1. Field of the Invention
The present invention relates to an optical pickup capable of performing data recording and writing by irradiating an optical disc with a light beam, and more specifically, to a technology for correcting wave aberration (e.g., spherical aberration and astigmatism) so as to improve the quality of data reading and writing.
2. Description of Related Art
Optical discs such as compact discs (hereinafter, CDs) and digital versatile discs (hereinafter, DVDs) have been widely used. Moreover, in recent years, research has been carried out on increasing the recording density of optical discs aiming at increasing the amount of data that can be recorded on optical discs, and optical discs such as HD-DVDs and blue-ray discs (hereinafter, BDs) on which can be recorded a large amount of data have started to be put to practical use.
In performing recording and reproduction with respect to such optical discs, an optical pickup capable of performing data reading and writing by irradiating an optical disc with a light beam is used. Here, the wavelength of the light beam and the numerical aperture (NA) of an objective lens (which has a function of condensing a light beam emitted from a light source onto a recording layer of an optical disc) need to be changed according to the kind of the optical disc.
For example, the wavelengths used for CDs, DVDs, and BDs are 780 nm, 650 nm, and 405 nm, respectively. The NAs of the objective lenses used for CDs, DVDs, and BDs are 0.45, 0.65, and 0.85, respectively.
As described above, in an optical pickup, light beams having different wavelengths and objective lenses having different NAs need to be used for different kinds of optical discs, and one possible way of achieving this is to use different optical pickups for different kinds of optical discs. However, it is more convenient if a single optical pickup is capable of performing, for example, data reading with respect to a plurality of kinds of optical discs, and thus there have conventionally been developed many optical pickups that are compatible with a plurality of kinds of optical discs.
Some optical pickups compatible with a plurality of kinds of optical discs have only one objective lens for condensing a light beam emitted from a light source onto a recording layer of an optical disc, and others have a plurality of objective lenses. Some of the optical pickups that are compatible with a plurality of kinds of optical discs and that have a plurality of (for example, two) objective lenses are structured such that there are formed independent optical paths through which light beams emitted from light sources travel to reach the objective lenses. With this structure, the size of an optical pickup and the number of optical members needed in an optical pickup increase, and this leads to a higher cost.
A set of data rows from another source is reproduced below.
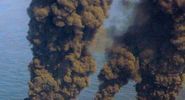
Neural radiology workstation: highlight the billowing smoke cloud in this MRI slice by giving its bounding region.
[25,0,111,100]
[94,0,142,100]
[25,0,185,100]
[95,0,185,100]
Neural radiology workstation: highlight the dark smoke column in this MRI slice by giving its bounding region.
[136,1,185,100]
[95,0,185,100]
[95,44,140,100]
[26,0,111,100]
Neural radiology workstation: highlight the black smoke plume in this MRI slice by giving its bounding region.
[95,0,185,100]
[26,0,111,100]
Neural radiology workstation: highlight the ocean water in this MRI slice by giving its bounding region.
[0,0,31,100]
[0,0,137,100]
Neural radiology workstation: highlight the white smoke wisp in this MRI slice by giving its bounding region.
[104,0,141,36]
[88,27,113,53]
[177,82,185,100]
[89,0,143,53]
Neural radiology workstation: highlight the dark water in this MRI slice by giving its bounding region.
[0,0,137,100]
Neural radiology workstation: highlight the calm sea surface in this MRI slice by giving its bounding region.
[0,0,140,100]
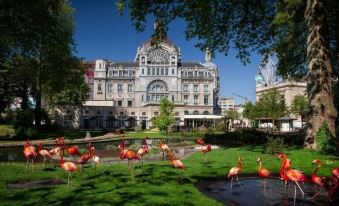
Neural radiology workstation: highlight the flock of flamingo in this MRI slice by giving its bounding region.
[22,136,338,203]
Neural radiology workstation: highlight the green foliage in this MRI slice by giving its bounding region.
[152,98,174,133]
[265,136,285,154]
[243,101,255,120]
[0,125,16,138]
[290,95,308,121]
[254,89,286,119]
[12,109,37,139]
[315,122,336,154]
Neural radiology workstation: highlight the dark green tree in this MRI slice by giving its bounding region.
[117,0,339,149]
[152,98,175,133]
[243,101,256,127]
[0,0,88,129]
[290,94,308,129]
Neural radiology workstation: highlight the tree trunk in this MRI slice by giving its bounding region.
[304,0,338,149]
[34,57,42,130]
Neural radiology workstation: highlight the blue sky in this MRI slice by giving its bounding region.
[70,0,261,103]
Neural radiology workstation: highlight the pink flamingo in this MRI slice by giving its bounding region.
[23,140,37,172]
[228,157,243,190]
[196,137,205,145]
[91,147,100,174]
[159,140,170,158]
[201,144,212,162]
[118,139,140,171]
[137,145,149,166]
[168,151,186,183]
[257,157,270,189]
[37,142,52,167]
[309,159,326,199]
[55,137,81,159]
[281,165,307,205]
[328,167,339,201]
[59,149,78,189]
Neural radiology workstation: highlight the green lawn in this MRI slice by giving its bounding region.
[0,147,337,206]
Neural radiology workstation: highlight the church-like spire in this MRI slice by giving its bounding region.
[205,47,211,62]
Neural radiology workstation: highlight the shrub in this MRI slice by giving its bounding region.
[265,136,284,154]
[0,125,16,138]
[316,122,336,154]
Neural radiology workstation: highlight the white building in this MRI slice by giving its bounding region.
[57,37,221,129]
[218,97,235,114]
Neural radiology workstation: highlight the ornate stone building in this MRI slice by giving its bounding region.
[57,37,220,129]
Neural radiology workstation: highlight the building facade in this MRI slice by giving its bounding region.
[218,97,235,114]
[58,37,220,129]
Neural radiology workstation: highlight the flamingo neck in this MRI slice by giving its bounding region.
[258,161,262,172]
[238,159,242,169]
[312,163,321,176]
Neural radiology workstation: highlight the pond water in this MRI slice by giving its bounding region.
[0,138,194,162]
[196,177,336,206]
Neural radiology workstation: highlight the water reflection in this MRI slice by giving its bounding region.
[197,177,334,206]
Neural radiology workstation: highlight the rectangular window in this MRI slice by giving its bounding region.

In this regard, Patent Document 1 proposes an optical pickup that has two objective lenses and a raising prism disposed in an optical system, the raising prism having a first surface that reflects laser light having a wavelength of 660 nm or 780 nm while it transmits laser light having a wavelength of 405 nm, and a second surface that reflects laser light having a wavelength of 405 nm. With this structure, the optical system of an optical pickup can be formed such that optical paths each formed corresponding to one of the objective lenses have a portion thereof in common, instead of being completely independent of each other. Thus, this structure is advantageous in coping with the above mentioned problems, that is, increase in size and cost of an optical pickup.
Optical pickups compatible with a plurality of kinds of optical discs and optical pickups that can handle a multilayer optical disc having a plurality of recording layers disadvantageously suffer from spherical aberration (which is a kind of wave aberration) that occurs due to the difference in thickness between protective layers (including a transparent layer laid between the recording layers, the same shall apply hereinafter) for protecting the recording layers. Thus, various spherical aberration correcting mechanisms for correcting the just described spherical aberration have conventionally been proposed.
Examples of such spherical aberration correcting mechanisms include one that corrects spherical aberration with, for example, a liquid crystal device by changing the phase distribution of a light beam passing through the liquid crystal device, and one that corrects spherical aberration by adjusting the divergence/convergence angle of a light beam that enters an objective lens (see, for example, Patent Document 2).
Patent Document 1: JP-A-2005-196859
Patent Document 2: JP-A-2007-52864